The frameless system is the latest improvement for patients who undergo SRS. In 2016, the clinic began using its new Varian TrueBeam STx. Designed to treat small targets, this radiation treatment machine features a high-definition collimator to deliver radiation beams that conform to the shape of the tumor. The previous treatment system delivered dose profiles that were more or less spherical. Treatment of non-spherical tumors entailed delivery of multiple spherical distributions, or isocenters, each requiring its own plan, set up and delivery. Now, instead of delivering treatment one sphere at a time, the entire tumor can be treated with just one set up, which reduces treatment time.

Before treatment, a mask is made that precisely conforms to the size and shape of the patient’s face. The mask attaches to the treatment table to immobilize the head. During this visit, the patient gets a CT scan that uses an intravenous contrast agent to provide high-quality images for use in the treatment planning process.

On the day of treatment, the patient is again immobilized with the mask for a second CT to verify alignment—one of many quality assurance measures.

To ensure the same level of precision as with the head frame, the mask has cutouts that expose the patient’s nose and brow to provide reference points for a patient position monitoring system. This technology, known as AlignRT, uses three ceiling-mounted cameras to create a 3D model of the patient in real time. The system continuously compares these 3D images to the optimal positioning determined during treatment planning to ensure treatment accuracy.

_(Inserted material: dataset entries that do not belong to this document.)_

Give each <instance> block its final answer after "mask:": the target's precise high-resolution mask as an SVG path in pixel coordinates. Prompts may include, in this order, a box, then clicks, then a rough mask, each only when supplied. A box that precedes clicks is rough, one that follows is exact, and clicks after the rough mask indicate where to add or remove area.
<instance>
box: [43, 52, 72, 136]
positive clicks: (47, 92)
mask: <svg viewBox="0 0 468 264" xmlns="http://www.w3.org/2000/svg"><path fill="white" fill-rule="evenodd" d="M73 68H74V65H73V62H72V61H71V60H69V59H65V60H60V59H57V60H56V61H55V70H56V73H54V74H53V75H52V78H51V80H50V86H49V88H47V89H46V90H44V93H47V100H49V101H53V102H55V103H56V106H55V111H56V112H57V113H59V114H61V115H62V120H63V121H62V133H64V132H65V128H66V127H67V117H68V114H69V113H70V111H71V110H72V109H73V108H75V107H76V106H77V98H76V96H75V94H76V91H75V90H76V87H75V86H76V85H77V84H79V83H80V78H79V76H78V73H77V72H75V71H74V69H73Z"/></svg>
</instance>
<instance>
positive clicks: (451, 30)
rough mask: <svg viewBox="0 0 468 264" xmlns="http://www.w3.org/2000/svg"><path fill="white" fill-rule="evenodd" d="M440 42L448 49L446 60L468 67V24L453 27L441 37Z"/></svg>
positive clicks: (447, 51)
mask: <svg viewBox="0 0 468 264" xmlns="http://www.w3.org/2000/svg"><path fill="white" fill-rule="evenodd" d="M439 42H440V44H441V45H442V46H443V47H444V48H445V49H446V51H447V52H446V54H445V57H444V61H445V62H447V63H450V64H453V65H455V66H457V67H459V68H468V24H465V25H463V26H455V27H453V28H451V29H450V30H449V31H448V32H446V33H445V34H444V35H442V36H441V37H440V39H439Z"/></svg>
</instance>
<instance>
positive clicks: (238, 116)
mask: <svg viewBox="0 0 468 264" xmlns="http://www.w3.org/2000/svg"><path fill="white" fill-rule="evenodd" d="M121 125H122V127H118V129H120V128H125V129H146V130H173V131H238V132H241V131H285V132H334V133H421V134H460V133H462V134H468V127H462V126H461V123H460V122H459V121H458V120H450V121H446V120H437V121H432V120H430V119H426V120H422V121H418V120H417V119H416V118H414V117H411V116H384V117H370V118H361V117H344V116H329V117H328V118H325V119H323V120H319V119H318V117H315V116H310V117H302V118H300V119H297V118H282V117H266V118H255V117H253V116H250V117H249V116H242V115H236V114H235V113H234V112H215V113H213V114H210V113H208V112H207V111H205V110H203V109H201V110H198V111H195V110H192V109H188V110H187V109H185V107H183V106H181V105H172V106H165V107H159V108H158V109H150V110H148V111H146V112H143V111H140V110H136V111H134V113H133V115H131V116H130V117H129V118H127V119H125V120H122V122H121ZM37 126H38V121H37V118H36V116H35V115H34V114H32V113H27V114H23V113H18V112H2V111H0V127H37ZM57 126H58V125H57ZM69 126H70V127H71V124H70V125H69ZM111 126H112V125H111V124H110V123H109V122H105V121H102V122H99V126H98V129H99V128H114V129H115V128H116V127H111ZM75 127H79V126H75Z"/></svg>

If the target area moves out of a predetermined tolerance range during treatment, the system automatically shuts off the beam.

“Together, these technologies enable the same level of precision as the frame-based system using a noninvasive mask,” says Lori Hayes, senior clinical nurse specialist, who coordinates treatment of patients who undergo SRS.“From a patient’s perspective, not having to have a frame attached is an amazing improvement.”

Edward Felten has experienced both the frame-based and frameless SRS procedure for lung cancer that spread to his brain. In fall 2017, he underwent a successful frame-based SRS procedure.

“When they described the treatment to me I was terrified. The idea of having the frame anchored to my skull along with the possible side effects from the frame petrified me. I went to the procedure absolutely scared, but the procedure wasn’t as scary as I thought it would be. I was lucky I didn’t have too much swelling. But it was a long day. I had this heavy and restrictive frame attached from 6:30 a.m. until 6:30 p.m., and I couldn’t go anywhere.”

In summer 2018, Dr. Baschnagel found another metastasis in a different location in Felten’s brain and recommended another SRS procedure. This time he would use the newly implemented frameless SRS technique.

“Not having to have those anchors in my skull was just wonderful. It was so much less scary and so much more comfortable,” Felten says. “They molded the warm plastic to my face, did a CT scan and a half hour later I went home. Two days later, I came back for the procedure, which took about an hour and half. I was as relaxed as I’ve been for any medical procedure I’ve ever had.”